The hybrid process of reactive distillation can be applied for separating products with different boiling point from equilibrium mixtures. Conversion increases by removing the product. The same effect can be achieved by combining chemical reaction with extraction. Provided that an appropriate solvent can be found which dissolves the product with sufficient selectivity the result of extractive separation of products from reaction mixtures is comparable with distillative product separation except that chemical reaction with extraction can be operated at ambient temperature. As a consequence lower cost of operation and less complexity of control systems is expected.

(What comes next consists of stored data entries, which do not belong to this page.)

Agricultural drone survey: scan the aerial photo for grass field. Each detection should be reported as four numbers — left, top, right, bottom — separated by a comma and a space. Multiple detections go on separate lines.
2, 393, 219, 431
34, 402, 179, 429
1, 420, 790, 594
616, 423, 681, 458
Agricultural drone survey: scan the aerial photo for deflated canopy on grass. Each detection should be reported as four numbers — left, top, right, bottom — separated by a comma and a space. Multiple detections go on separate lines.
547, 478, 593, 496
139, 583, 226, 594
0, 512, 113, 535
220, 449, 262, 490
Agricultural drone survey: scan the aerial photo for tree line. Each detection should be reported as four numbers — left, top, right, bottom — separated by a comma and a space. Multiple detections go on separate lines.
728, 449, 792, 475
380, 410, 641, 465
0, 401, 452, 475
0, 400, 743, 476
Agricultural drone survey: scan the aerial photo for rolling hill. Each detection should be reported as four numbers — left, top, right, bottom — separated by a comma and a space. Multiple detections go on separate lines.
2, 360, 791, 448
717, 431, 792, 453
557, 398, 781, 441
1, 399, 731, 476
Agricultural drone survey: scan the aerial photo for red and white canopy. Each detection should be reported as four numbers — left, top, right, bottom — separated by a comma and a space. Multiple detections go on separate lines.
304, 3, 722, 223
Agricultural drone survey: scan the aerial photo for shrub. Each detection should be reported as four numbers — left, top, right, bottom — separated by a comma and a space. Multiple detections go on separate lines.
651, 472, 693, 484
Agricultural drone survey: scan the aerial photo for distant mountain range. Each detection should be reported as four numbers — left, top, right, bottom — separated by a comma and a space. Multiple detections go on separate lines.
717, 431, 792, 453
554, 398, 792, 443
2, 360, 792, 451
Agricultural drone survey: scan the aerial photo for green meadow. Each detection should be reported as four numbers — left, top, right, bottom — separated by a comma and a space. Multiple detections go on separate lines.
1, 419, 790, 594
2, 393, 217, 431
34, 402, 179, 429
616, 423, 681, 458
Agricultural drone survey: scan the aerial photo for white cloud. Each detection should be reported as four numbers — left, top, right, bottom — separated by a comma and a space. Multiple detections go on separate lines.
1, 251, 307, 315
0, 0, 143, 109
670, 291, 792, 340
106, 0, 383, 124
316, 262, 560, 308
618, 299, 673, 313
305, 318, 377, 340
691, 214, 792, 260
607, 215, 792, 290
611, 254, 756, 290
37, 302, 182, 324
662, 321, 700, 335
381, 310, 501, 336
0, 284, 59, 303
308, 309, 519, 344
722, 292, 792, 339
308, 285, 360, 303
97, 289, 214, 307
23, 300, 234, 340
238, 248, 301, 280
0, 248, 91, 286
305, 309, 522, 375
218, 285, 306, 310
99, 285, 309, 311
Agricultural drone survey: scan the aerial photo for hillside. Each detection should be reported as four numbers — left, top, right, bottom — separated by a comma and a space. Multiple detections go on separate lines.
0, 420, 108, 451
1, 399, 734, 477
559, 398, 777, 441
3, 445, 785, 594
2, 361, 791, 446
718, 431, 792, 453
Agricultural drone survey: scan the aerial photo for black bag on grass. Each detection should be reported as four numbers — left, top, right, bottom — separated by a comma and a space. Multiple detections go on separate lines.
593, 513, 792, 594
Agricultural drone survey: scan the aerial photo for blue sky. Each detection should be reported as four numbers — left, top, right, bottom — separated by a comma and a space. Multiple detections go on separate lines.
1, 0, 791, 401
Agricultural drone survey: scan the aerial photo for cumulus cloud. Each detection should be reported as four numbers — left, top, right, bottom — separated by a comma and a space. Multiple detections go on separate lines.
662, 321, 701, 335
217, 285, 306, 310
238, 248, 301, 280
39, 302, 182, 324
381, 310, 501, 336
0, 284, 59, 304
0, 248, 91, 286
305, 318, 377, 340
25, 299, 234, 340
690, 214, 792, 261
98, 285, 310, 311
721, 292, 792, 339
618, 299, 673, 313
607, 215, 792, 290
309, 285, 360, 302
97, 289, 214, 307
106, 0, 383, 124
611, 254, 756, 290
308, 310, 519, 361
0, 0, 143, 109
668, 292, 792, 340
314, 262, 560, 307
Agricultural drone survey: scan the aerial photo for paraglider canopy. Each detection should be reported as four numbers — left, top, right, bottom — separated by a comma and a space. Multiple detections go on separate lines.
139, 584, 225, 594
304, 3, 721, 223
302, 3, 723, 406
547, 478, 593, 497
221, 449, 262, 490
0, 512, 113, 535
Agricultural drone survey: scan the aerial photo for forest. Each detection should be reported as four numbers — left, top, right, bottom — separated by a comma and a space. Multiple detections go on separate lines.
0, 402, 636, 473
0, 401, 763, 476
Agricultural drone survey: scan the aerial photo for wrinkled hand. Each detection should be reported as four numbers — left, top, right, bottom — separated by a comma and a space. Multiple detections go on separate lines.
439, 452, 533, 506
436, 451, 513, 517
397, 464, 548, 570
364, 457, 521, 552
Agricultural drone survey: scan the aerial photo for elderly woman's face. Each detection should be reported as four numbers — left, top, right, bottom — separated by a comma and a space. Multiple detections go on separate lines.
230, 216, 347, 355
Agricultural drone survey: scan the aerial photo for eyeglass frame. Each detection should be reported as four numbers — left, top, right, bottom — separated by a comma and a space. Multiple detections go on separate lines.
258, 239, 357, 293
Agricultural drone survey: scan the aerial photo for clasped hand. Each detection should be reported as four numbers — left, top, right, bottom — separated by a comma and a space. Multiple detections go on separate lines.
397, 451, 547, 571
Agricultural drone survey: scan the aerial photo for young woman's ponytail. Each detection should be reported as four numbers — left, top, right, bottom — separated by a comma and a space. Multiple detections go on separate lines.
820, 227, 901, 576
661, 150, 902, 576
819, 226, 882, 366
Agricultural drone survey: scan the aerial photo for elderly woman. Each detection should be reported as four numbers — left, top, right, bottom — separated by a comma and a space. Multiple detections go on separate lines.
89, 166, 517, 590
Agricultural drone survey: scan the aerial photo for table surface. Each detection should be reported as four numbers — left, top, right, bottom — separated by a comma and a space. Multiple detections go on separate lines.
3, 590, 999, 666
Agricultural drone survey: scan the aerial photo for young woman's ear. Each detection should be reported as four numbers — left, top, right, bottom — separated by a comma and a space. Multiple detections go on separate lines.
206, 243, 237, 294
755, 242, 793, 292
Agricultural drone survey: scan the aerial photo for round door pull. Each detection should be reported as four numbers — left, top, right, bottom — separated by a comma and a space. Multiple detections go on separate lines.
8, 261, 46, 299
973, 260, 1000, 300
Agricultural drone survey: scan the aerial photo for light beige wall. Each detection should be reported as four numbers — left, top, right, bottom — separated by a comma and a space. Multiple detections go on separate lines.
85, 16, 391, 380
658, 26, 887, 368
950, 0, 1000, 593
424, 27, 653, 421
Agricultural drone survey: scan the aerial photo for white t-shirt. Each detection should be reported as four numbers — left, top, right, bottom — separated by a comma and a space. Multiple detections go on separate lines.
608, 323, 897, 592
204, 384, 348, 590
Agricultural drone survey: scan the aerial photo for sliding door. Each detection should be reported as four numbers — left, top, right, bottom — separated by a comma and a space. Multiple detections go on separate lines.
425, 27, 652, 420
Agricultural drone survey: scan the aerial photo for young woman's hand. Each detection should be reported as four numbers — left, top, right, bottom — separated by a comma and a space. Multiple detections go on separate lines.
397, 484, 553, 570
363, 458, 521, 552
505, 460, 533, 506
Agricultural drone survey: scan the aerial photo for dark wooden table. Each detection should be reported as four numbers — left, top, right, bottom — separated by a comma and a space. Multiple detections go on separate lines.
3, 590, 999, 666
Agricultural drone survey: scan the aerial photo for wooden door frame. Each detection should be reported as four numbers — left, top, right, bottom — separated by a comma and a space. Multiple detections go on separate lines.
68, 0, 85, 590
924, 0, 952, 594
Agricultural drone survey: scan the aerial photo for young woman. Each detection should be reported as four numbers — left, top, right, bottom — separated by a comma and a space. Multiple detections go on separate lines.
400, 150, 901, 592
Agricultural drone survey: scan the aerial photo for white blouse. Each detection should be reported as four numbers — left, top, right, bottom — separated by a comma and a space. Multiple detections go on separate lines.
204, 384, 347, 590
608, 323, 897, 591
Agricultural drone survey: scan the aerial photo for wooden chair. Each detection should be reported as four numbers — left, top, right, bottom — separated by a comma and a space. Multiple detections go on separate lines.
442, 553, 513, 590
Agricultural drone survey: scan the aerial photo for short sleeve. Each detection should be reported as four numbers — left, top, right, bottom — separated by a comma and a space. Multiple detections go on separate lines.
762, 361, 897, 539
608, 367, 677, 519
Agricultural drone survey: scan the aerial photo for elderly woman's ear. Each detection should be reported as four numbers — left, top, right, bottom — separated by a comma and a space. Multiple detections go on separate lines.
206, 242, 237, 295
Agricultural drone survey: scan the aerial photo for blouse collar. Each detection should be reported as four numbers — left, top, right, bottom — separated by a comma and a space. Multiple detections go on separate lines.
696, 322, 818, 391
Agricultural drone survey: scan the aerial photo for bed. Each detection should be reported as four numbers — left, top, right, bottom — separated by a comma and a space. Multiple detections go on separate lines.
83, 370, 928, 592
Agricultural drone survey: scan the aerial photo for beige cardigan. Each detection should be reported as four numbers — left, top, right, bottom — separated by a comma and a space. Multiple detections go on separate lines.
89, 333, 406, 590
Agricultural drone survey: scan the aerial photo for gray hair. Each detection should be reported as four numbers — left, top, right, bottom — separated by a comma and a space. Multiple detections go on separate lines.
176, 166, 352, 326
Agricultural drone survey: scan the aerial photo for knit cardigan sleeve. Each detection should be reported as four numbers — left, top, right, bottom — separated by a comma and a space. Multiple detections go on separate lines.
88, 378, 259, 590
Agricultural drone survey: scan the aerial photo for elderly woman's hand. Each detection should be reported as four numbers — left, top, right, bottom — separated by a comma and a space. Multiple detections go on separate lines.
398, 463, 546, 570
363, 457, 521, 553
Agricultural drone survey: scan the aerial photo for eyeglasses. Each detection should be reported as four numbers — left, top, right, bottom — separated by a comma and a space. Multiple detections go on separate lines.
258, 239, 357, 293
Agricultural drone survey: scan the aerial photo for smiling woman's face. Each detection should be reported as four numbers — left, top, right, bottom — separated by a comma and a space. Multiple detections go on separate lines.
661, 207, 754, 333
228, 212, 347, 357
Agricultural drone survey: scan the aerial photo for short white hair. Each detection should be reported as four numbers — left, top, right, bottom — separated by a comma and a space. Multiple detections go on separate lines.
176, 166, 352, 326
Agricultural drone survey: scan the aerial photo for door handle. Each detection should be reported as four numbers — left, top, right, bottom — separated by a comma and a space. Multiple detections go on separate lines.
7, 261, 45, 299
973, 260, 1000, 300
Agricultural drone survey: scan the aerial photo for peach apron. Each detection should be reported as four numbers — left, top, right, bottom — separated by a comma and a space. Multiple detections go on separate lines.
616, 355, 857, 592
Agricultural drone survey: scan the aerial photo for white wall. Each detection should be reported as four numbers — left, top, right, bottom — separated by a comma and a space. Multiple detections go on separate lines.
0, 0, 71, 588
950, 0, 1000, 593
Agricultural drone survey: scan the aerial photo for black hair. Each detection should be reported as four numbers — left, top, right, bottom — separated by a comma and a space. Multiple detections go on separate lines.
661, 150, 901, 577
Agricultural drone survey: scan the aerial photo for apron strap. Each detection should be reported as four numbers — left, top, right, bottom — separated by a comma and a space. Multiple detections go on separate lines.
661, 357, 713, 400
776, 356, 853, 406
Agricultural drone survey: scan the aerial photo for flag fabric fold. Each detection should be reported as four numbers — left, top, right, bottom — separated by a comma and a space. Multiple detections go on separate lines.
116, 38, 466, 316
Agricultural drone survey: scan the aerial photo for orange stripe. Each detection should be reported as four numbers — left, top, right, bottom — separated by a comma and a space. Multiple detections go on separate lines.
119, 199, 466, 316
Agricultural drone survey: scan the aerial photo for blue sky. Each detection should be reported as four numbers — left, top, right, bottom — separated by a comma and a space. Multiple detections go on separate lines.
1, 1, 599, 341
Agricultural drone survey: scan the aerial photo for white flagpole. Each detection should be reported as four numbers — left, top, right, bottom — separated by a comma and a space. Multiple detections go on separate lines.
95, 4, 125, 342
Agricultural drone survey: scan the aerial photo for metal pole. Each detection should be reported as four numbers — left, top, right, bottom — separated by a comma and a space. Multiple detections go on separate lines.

In this project the synthesis and isolation of methyl acetate by chemical reaction with liquid/liquid extraction has been investigated. Methyl acetate synthesis has been chosen because of the difficult to separate multi component product mixture of methyl acetate?methanol?water?acetic acid. On the other hand industrial production of methyl acetate is based on a well established hybrid process (Eastman Kodak process), a well reported basis for technical and economical process comparison.
Esterification of acetic acid with methanol is accelerated with several homogenous and heterogeneous catalysts. For extractive separation of methyl acetate from the reaction mixture with hydrocarbons (C8 to C10) the solvent and the catalyst must not undergo any disadvantageous mutual interaction.
Main focus of this work was to test heterogeneous catalysts like Lewatit (ion-exchangers) and homogenous catalysts like sulphuric acid. Experimental series included variation of temperature, concentration and separation of products by liquid/liquid extraction.